-3

I have special filenames with escape \ characters stored in Git repository on Debian 10 Linux.

Problem: it is not possible to git checkout files on Windows, which have incompatible characters in the filename.

Example:

git log --all --name-only -m --pretty= '*\\*'
"systemd/system/default.target.wants/snap-git\\x2dfilter\\x2drepo-7.mount"
"systemd/system/multi-user.target.wants/snap-git\\x2dfilter\\x2drepo-7.mount"
"systemd/system/snap-git\\x2dfilter\\x2drepo-7.mount"

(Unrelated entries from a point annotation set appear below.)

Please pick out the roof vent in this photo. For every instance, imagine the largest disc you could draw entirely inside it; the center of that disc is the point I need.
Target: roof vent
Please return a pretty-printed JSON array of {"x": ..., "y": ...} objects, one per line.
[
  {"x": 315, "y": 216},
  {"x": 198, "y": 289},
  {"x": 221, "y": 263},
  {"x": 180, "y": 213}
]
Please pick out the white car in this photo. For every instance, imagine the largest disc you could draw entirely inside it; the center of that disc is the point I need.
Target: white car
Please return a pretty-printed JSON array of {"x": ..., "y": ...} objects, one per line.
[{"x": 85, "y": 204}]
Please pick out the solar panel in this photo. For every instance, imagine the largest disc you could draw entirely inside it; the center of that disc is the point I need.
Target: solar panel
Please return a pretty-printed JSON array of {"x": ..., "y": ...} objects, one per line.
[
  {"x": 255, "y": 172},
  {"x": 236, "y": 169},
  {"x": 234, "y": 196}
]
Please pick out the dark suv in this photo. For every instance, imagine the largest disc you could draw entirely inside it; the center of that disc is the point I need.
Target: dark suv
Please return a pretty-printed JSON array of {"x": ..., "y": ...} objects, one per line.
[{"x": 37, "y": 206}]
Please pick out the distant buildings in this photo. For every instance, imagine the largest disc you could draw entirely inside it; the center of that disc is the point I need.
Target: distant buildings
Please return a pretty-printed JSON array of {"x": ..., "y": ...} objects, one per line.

I get following Git errors at Windows checkout:

C:\Git\bin\git.exe reset --hard "5ef1cac3a03304c35b455edf32bd1bb78060c5b9" --
error: invalid path 'systemd/system/default.target.wants/snap-git\x2dfilter\x2drepo-7.mount'
fatal: Could not reset index file to revision '5ef1cac3a03304c35b455edf32bd1bb78060c5b9'.
Done

Problem reproducing steps:

# Clone repository, to be executed on a safe repo:
git clone --no-local /source/repo/path/ /target/path/to/repo/clone/
# Cloning into '/target/path/to/repo/clone'...
# remote: Enumerating objects: 9534, done.
# remote: Counting objects: 100% (9534/9534), done.
# remote: Compressing objects: 100% (4776/4776), done.
# remote: Total 9534 (delta 4215), reused 8043 (delta 3136), pack-reused 0
# Receiving objects: 100% (9534/9534), 7.41 MiB | 16.78 MiB/s, done.
# Resolving deltas: 100% (4215/4215), done.

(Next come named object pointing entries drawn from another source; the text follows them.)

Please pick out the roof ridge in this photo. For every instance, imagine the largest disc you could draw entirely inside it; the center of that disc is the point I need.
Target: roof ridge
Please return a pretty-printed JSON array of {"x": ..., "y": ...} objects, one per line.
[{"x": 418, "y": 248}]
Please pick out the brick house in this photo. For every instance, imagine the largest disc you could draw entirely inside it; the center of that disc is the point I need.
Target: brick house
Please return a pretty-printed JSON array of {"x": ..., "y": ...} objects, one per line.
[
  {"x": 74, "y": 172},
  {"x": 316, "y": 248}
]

cd /target/path/to/repo/clone/

# List the files with escape \ from repo history into a list file:
git log --all --name-only -m --pretty= '*\\*' | sort -u >/opt/git_repo_files_w_escape.txt

# Remove the files with escape \ from repo history:
git filter-repo --invert-paths --paths-from-file /opt/git_repo_files_w_escape.txt
Parsed 592 commits
New history written in 0.25 seconds; now repacking/cleaning...
Repacking your repo and cleaning out old unneeded objects
HEAD is now at 71128f3 .gitignore: ADD snap-git to be ignored
Enumerating objects: 9354, done.
Counting objects: 100% (9354/9354), done.
Delta compression using up to 8 threads
Compressing objects: 100% (3694/3694), done.
Writing objects: 100% (9354/9354), done.
Total 9354 (delta 4085), reused 9354 (delta 4085), pack-reused 0
Completely finished after 0.55 seconds.


# List files with escape \ to check result:
git log --format="reference" --name-status --diff-filter=A '*\\*'
# "systemd/system/default.target.wants/snap-git\\x2dfilter\\x2drepo-7.mount"
# "systemd/system/multi-user.target.wants/snap-git\\x2dfilter\\x2drepo-7.mount"
# "systemd/system/snap-git\\x2dfilter\\x2drepo-7.mount"

#  Unfortunately it seems filter-repo was executed, but log still lists filenames with escape \ :-( 

Question:

1) How to remove all files from Git repo history with path having at least one escape \ character in filename?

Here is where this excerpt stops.